Numerous investigations over the past few decades have explored the therapeutic potential of statins for AMD, not only for their well-known lipid-lowering effects but also for their potential anti-inflammatory effects. Previous investigations on whether statins could affect AMD status or alter progression showed mixed results, and a 2015 Cochrane systematic review and meta-analysis concluded that the available evidence is insufficient to support a role for statins in preventing or delaying onset of AMD, or in progression of AMD.
35 Indeed, some studies show effectiveness for statins in AMD therapy, while others do not. Recently, Guymer and colleagues
36 conducted a prospective, randomized, placebo-controlled study with 114 subjects, and found that treatment with oral simvastatin (Zocor) 40 mg daily may slow progression of nonadvanced AMD, especially in those with the complement factor H (
CFH) risk allele. Regarding the association between serum lipids and AMD risk, VanderBeek and colleagues
37 showed that increased serum low-density lipoprotein (LDL), increased serum triglycerides, and more than 1 year of statin use led to increased risk of neovascular AMD; while one might conclude that statins might promote AMD, the authors postulated that study patients had lipid profiles that were resistant to statin treatment and thus were at increased risk of AMD.
37 Cougnard-Gregoire et al.
38 demonstrated that increased serum high-density lipoprotein (HDL) increases AMD risk in the ALIENOR study. Conversely, a meta-analysis of three cohorts by Klein and colleagues
39 showed no association of AMD incidence or progression with serum lipids, statin use, or lipid pathway genes.
The variability in these studies may be explained in part by the intrinsic heterogeneity of AMD. Even the term “intermediate AMD” covers a wide spectrum from large drusen to confluent soft drusen and a variety of atrophic changes. Moreover, studies conducted to date have involved not only variable statin dosing, but also variable activity among different statins; for example, 40-mg simvastatin (Zocor) is approximately equivalent to 20-mg atorvastatin (Lipitor),
40 and researchers should be aware of this variability when surveying the literature. Finally, the wide use of statins in the general population complicates research in the AMD patient population.
Nonetheless, the cardiovascular disease literature may inform the potential use of statins for AMD. Pitt et al.
41 demonstrated that in patients with coronary artery disease, high-dose (80 mg daily) atorvastatin (Lipitor) prevented restenosis, and additional studies by Nissen et al.,
42 Zhao et al.,
43 and others using high statin doses have confirmed protective effects and even demonstrated resorption of atherosclerotic plaque. These studies suggest that intensive statin therapy may reverse the “retained” lipid in early AMD. In a single patient treated by Demetrios Vavvas, we observed complete disappearance of large, soft, confluent macular drusen (without accompanying atrophy of the RPE) and gains in visual acuity in a patient with AMD after 6 months of 80 mg atorvastatin daily (
Fig. 7).
44
Based on the promising results of this case study, we initiated a pilot prospective interventional study in two centers of high-dose atorvastatin therapy in AMD patients with bilateral large soft drusen/drusenoid pigment epithelial detachments (PEDs) in both eyes, without significant geographic atrophy or CNV in either eye.
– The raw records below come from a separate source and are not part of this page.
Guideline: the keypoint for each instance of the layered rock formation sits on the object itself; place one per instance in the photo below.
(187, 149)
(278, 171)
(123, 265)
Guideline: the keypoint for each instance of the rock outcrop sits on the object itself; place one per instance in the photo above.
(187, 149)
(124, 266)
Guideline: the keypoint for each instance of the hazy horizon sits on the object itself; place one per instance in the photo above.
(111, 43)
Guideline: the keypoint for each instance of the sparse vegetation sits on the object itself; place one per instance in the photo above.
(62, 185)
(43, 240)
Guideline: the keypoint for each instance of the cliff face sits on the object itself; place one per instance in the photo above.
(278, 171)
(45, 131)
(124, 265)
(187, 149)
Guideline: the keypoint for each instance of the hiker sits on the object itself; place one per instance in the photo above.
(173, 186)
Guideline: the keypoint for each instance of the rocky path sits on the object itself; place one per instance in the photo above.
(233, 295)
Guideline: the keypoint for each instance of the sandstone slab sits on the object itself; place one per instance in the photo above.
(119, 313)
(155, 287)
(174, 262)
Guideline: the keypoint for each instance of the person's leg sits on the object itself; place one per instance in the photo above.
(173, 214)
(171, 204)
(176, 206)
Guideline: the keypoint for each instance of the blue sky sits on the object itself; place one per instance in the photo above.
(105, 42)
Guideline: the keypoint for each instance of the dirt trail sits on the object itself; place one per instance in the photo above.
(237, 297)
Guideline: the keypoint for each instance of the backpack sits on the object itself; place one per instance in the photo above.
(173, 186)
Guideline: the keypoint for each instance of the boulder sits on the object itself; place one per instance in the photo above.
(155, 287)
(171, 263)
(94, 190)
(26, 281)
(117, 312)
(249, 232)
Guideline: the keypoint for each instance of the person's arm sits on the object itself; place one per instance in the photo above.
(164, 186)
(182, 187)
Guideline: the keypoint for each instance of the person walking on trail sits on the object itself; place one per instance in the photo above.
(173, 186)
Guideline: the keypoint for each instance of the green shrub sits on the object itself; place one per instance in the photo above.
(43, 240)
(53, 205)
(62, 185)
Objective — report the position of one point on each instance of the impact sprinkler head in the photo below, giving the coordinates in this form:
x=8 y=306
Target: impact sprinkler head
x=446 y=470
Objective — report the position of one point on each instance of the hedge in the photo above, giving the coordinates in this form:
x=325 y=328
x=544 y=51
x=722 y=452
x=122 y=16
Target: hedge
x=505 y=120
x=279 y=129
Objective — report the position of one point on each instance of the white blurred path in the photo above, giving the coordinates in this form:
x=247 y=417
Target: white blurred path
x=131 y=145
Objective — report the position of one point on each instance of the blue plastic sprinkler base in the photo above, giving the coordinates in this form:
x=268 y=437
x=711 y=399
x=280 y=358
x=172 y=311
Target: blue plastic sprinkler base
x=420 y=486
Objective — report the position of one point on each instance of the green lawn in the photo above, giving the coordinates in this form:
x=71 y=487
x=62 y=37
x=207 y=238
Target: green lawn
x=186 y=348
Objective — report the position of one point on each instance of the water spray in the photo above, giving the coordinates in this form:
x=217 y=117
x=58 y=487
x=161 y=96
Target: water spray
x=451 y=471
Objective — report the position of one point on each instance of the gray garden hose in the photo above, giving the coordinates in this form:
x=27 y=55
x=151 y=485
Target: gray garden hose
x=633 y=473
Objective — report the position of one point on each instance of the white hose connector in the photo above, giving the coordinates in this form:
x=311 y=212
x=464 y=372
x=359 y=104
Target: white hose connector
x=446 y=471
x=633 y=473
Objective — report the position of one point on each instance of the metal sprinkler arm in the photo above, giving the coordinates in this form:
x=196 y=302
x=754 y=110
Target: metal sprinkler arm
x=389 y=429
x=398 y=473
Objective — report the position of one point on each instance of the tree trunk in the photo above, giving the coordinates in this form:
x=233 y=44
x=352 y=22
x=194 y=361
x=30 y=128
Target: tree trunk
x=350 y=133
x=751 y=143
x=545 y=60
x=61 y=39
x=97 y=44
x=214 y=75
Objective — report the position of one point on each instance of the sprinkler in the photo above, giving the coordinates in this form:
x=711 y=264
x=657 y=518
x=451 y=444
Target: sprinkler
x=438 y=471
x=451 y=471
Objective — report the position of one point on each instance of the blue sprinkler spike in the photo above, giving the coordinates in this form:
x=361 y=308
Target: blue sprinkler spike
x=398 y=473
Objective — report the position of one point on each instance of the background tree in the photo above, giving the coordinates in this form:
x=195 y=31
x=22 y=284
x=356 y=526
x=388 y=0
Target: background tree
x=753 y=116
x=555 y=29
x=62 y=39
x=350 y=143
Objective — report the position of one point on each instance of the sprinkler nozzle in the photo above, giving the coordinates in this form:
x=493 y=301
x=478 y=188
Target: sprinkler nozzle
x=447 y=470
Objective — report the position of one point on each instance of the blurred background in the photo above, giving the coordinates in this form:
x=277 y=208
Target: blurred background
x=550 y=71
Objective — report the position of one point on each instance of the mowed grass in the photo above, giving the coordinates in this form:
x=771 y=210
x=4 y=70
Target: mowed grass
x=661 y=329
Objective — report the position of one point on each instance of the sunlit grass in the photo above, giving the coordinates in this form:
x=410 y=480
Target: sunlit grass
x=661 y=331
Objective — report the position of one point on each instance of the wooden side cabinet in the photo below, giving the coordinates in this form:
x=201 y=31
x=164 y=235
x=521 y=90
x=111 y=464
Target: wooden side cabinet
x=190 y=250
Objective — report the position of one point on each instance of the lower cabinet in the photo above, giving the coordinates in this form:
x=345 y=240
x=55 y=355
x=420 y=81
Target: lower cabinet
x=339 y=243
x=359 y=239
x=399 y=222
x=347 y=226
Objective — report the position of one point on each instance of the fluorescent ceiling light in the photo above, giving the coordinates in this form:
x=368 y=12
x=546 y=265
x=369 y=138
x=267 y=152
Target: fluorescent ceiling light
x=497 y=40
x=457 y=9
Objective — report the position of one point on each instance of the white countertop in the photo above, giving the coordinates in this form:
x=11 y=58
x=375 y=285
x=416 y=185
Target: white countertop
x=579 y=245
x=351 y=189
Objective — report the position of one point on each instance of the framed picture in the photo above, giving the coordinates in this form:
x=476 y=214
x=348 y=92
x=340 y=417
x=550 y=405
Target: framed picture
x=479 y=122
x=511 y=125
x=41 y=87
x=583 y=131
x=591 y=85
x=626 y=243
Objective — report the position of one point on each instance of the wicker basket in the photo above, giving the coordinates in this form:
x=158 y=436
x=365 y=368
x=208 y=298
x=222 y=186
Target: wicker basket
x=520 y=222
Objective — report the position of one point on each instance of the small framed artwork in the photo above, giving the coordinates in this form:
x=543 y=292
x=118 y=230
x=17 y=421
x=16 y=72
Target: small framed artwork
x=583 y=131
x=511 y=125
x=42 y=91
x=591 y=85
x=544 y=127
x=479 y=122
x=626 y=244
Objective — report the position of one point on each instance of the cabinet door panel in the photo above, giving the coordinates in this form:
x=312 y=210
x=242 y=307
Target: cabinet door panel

44 Of 23 patients who completed follow-up of at least 12 months, 10 showed drusen regression without atrophy; of these patients, visual acuity improved by an average of three letters, and regression was nearly complete in eight patients. No patients progressed to neovascular AMD.
When we have seen drusen regression previously, it is accompanied by atrophy and vision loss. However, the evidence in our study suggests that drusen regression with high-dose atorvastatin occurs without any development of atrophy or neovascularization. Possible mechanisms include altering RPE metabolism or creating a gradient to allow efflux of lipids from the outer retina and/or the infiltrating macrophages. In addition, statins have anti-inflammatory and antiangiogenic effects. While this is a pilot study, high-dose atorvastatin is a tantalizing prospect for treating AMD, and warrants further investigation.